Note: Written for a drabble prompt from seashores. This one's not really a drabble either...


Kinzo Ushiromiya is a man who knows the value of order. Not of his own choosing—his impulses dictated more towards the bottle, of Western novels read on lazy afternoons, and of daydreams filtered for too long in monochrome gray. But through long years training with the Ushiromiya family elders, and then again through a short-lived military career, he had learned – that order could become synonymous with trust, that trust was synonymous with security, which meant secrets safely kept—and that order in itself was something that only came with self-restraint.

On a certain day of each week, he tells himself, he will allow himself to switch lives—leaving his signature on the final documents of the day and ending the last phone call, exchanging the last terse words with his wife. As he moves through the hallways of the mansion, passing wide-eyed, cowed children who keep their heads low until the sound of his footsteps has long faded into the distance—there is a crackling within his body like the shedding of skin.

He slips from the mansion and once outside the Ushiromiya walls, the taste of the sea upon his lips already sharpens, seems sweeter. He feels his steps become more hurried, listens to the crushing of grass and twigs beneath his feet. When he reaches the boat, his hands fold in front of him, sway slightly with the waves of the sea, and he tries to recollect himself.

One evening.

But when he reaches the shore and she is waiting, there is dawn captured in her eyes and—his heart does a strange, immature flutter in his chest and the corners of his lips move on their own—the lingering stain of some kitchen failure across the front of her apron, he finds himself looking into the face of another person and the last remnants of suffocation releasing itself from his throat. Another human being, the single human being, that frees rather than constricts his breathing. He finds himself forgetting.

And he finds himself willing to forget.

One evening transforms into one day, and one day becomes days; and Kinzo sometimes thinks to himself, lying beside her, caressing the ends of her blonde hair and watching the faint rays of daylight creep their way slowly across the contours of her face, what he could call this—love, yes, and obsession, and addiction.

Love and obsession and addiction with her, but also—she stirs slightly, and her lips curve into a smile before her eyes open—with life, he thinks, because the two had become inseparable with each other, irrevocably distinct from the faint, fading memory of an island filled with death.

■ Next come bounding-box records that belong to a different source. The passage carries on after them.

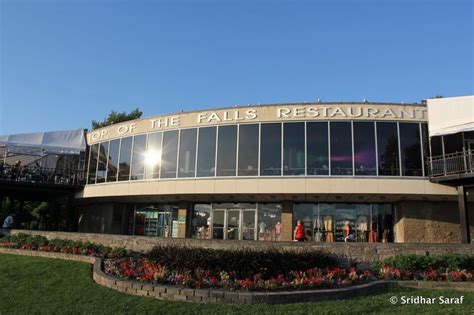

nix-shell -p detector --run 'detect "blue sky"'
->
[0,0,474,134]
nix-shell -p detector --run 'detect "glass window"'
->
[118,137,133,181]
[430,136,443,157]
[443,132,463,154]
[96,141,109,183]
[130,135,146,180]
[161,130,178,178]
[293,203,393,243]
[191,204,212,239]
[238,124,258,176]
[258,203,282,241]
[330,122,352,176]
[217,126,237,176]
[260,124,281,176]
[306,122,329,175]
[377,122,400,176]
[354,122,377,175]
[399,123,423,176]
[178,128,197,177]
[197,127,216,177]
[107,139,120,182]
[87,143,99,184]
[421,124,430,176]
[283,123,305,175]
[145,132,163,179]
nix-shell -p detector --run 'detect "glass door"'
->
[242,209,257,241]
[226,209,242,240]
[212,209,226,240]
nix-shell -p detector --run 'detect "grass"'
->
[0,254,474,315]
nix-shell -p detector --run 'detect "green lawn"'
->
[0,254,474,315]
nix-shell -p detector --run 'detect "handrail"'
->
[429,150,474,177]
[0,164,85,186]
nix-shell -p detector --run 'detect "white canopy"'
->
[0,129,86,154]
[427,95,474,137]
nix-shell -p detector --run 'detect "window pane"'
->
[238,125,258,176]
[131,135,146,180]
[161,130,178,178]
[118,137,133,181]
[354,122,377,175]
[178,128,197,177]
[107,139,120,182]
[257,203,282,241]
[197,127,216,177]
[399,123,423,176]
[377,122,400,176]
[443,132,463,154]
[283,123,305,175]
[96,141,109,183]
[306,122,329,175]
[330,122,352,175]
[217,126,237,176]
[191,205,211,239]
[145,132,163,179]
[87,143,99,184]
[430,136,443,157]
[421,124,430,176]
[260,124,281,176]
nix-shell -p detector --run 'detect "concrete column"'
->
[458,186,471,244]
[178,202,191,238]
[281,201,293,241]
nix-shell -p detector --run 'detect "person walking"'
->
[293,220,305,242]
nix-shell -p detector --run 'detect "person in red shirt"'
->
[293,220,304,242]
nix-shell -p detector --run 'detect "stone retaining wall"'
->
[8,230,474,263]
[0,247,474,304]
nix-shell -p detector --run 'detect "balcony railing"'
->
[430,150,474,177]
[0,164,85,186]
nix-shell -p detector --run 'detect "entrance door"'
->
[212,209,227,240]
[212,209,256,240]
[226,209,242,240]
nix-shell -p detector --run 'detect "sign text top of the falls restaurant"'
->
[87,104,428,144]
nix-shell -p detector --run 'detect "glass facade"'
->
[353,122,377,176]
[197,127,217,177]
[283,123,305,175]
[217,126,237,176]
[306,122,329,175]
[260,124,281,176]
[238,124,259,176]
[87,121,430,184]
[329,122,352,176]
[376,122,400,176]
[130,135,146,180]
[161,130,178,178]
[178,128,197,177]
[118,137,133,181]
[190,203,282,241]
[293,203,394,243]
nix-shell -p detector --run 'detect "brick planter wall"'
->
[12,230,474,263]
[0,247,474,304]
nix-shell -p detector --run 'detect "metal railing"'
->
[429,150,474,177]
[0,165,85,186]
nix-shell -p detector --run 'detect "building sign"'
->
[88,104,428,144]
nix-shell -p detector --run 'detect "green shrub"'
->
[372,254,474,272]
[145,245,340,279]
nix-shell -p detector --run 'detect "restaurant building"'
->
[76,102,474,243]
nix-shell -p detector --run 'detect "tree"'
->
[92,108,143,130]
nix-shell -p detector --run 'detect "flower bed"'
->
[0,233,127,258]
[104,257,375,290]
[373,254,474,282]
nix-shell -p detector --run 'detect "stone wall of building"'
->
[8,230,474,262]
[395,201,474,243]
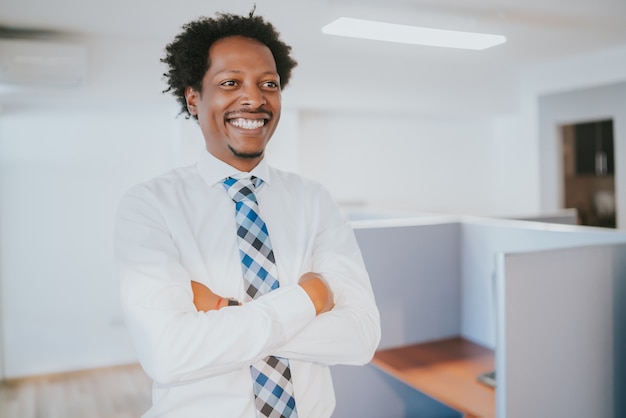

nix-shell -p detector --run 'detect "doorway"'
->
[561,119,617,228]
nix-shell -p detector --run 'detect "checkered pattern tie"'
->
[223,177,298,418]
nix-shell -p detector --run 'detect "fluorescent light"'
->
[322,17,506,49]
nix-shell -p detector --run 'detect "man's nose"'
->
[240,85,266,109]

When he orders for the construction of Kuwadorian – Kumasawa's lips purse slightly but she says nothing; Genji's eyes flick to the side once but he says nothing, and Nanjo clears his throat but, ultimately, says nothing—he revisits the deadly network wired beneath the island, left behind by the war.

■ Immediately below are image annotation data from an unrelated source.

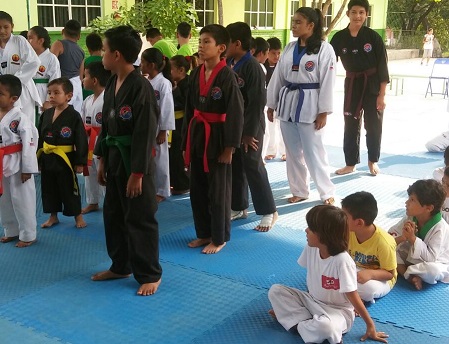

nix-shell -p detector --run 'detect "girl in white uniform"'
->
[140,48,175,202]
[268,205,388,344]
[267,7,336,204]
[0,11,42,123]
[28,26,61,115]
[0,75,38,247]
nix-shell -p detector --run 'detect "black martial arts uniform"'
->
[38,105,88,216]
[95,71,162,284]
[330,26,390,166]
[183,60,243,246]
[228,52,276,215]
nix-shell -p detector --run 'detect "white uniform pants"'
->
[280,121,335,201]
[268,284,354,344]
[0,172,37,241]
[154,136,170,198]
[84,155,105,204]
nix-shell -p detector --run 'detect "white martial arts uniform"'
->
[0,35,42,124]
[33,49,61,113]
[150,73,175,198]
[0,107,38,241]
[388,216,449,284]
[267,42,336,200]
[268,245,357,344]
[81,91,105,204]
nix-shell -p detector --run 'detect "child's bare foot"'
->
[16,239,37,248]
[187,238,212,248]
[81,203,100,214]
[335,166,356,176]
[75,214,87,228]
[137,279,161,296]
[368,161,380,176]
[201,242,226,254]
[41,215,59,228]
[0,236,19,244]
[408,275,422,290]
[90,270,131,281]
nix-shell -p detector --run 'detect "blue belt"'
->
[279,82,320,122]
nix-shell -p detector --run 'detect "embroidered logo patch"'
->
[95,112,103,124]
[9,120,19,134]
[118,105,133,121]
[61,127,72,139]
[210,87,223,100]
[304,61,315,72]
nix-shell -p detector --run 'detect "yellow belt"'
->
[37,142,78,195]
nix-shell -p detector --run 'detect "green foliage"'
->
[89,0,198,38]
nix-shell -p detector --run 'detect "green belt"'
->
[33,79,50,84]
[102,135,132,176]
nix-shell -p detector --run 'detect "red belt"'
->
[83,125,101,176]
[0,143,22,195]
[185,110,226,172]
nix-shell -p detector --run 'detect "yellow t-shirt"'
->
[349,226,397,288]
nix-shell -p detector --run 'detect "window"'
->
[37,0,101,27]
[245,0,274,28]
[187,0,215,27]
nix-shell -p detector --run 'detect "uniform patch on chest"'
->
[60,127,72,139]
[9,120,20,134]
[118,105,133,121]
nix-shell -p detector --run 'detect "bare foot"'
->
[16,239,37,248]
[335,166,356,176]
[201,242,226,254]
[187,238,212,248]
[408,275,422,290]
[0,236,19,244]
[137,279,161,296]
[254,211,278,232]
[287,196,307,203]
[81,203,100,214]
[368,161,380,176]
[90,270,131,281]
[75,214,87,228]
[41,215,59,228]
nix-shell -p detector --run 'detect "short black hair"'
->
[200,24,231,55]
[30,25,51,49]
[267,37,282,50]
[84,61,111,87]
[341,191,378,226]
[348,0,369,13]
[64,19,81,38]
[306,204,349,256]
[176,22,192,38]
[407,179,446,216]
[226,22,251,51]
[86,32,103,51]
[104,25,142,64]
[48,77,73,94]
[0,74,22,98]
[146,27,162,39]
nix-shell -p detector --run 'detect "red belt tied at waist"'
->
[83,125,101,176]
[344,68,377,119]
[0,143,22,196]
[185,109,226,172]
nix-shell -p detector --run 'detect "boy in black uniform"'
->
[37,78,88,228]
[330,0,390,176]
[182,24,243,254]
[92,26,162,296]
[226,22,278,232]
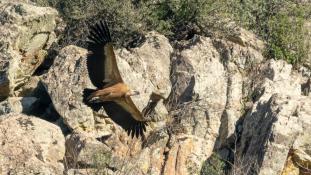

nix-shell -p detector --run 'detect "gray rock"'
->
[0,1,58,98]
[0,97,38,115]
[43,33,172,132]
[0,113,65,175]
[236,60,311,175]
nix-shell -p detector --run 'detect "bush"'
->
[33,0,311,64]
[230,0,311,64]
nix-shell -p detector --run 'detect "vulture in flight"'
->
[84,21,147,138]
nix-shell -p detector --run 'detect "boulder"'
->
[236,60,311,175]
[0,1,58,99]
[43,33,172,132]
[0,113,65,175]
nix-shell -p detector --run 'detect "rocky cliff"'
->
[0,1,311,175]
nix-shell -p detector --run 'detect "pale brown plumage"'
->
[87,22,146,136]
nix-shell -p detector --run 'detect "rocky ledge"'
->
[0,1,311,175]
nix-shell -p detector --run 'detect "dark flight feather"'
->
[83,21,147,137]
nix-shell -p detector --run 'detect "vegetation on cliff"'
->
[34,0,311,64]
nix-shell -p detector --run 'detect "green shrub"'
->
[33,0,311,64]
[230,0,311,64]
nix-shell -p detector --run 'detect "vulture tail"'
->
[88,21,111,45]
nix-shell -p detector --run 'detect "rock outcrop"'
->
[237,60,311,175]
[0,113,65,175]
[0,1,58,99]
[0,1,311,175]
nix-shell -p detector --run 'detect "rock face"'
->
[238,60,311,175]
[0,0,311,175]
[0,1,58,98]
[43,33,172,131]
[0,113,65,175]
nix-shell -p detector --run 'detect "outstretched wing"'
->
[115,97,146,121]
[83,89,148,138]
[87,21,123,88]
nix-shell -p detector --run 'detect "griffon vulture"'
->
[84,21,147,137]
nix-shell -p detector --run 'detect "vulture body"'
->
[84,21,147,137]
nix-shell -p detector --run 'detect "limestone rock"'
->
[43,33,172,132]
[164,37,227,174]
[0,113,65,175]
[238,60,311,175]
[0,97,38,115]
[0,1,58,98]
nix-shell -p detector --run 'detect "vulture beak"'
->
[87,96,100,103]
[128,90,140,96]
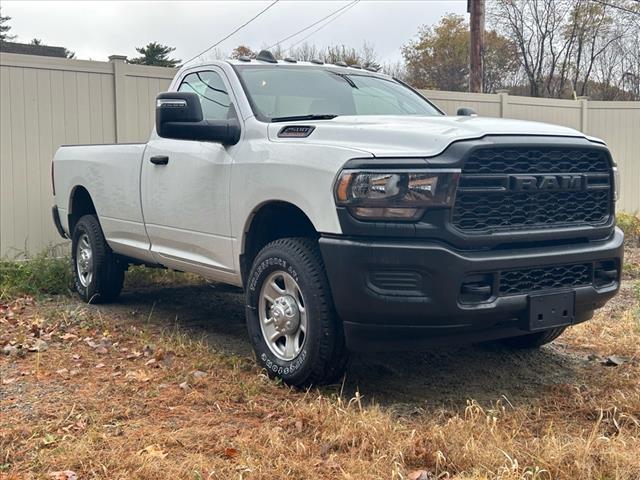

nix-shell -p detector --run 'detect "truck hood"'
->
[269,116,585,157]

Quietly, in hushed voices, his hired specialists affirm and reaffirm the precise extent of the explosion radius in the event of a theoretical accident. As he rejects their suggestions of disarmament, they look at him like a madman, like a specter descended upon them from a darker and unknown world, but he doesn't care.

Once they're dismissed, he considers the problem of Kuwadorian again—the place of its construction. He lays a single finger on the map at a point outside the blood-red circle signifying the obliteration of everything else that had been constructed on Rokkenjima, and says: "Here."


The day comes, eventually, when he stops bothering to give his wife answers when her eyes bore into his back and she asks, politely, where he's going at such a late hour, if he wouldn't rather relax with her and speak to her about his business, about the garden, about the children.

He remembers that he used to devise excuses—pre-planned, scripted reasons for leaving the side of his legal family. A few of them rattle as old phantoms within his memory, with the same relevancy to him, now, as old, discarded bottles colliding against one another.

These days he usually chooses to answer with the sound of a shutting door. The next time he thinks to look her over, she seems thinner, and her voice is a note shriller. He closes the door more firmly.


At a certain moment at every meeting, he tells himself, he will allow himself to touch her hair.

She looks surprised the first time. She smiles the second. By the time of the third—her gaze moves skyward and she speaks in a more vigorous voice than usual about the gardener's work on that particular day.

(Vigorous, but not forceful—she is never forceful, these days. He misses that about her, the way her smile would sometimes turn sly, striking his hand with her book or her eating utensil, the lilt in her voice as she would tease him about the habits of Japanese men—)

The fourth time, his hand lingers, and his thumb draws itself slowly down the curve of her cheek, and he tells himself that the way she shifts slightly in her chair, the way her fingers tighten subtly on the handle of her teacup, might be born of nostalgia rather than discomfort.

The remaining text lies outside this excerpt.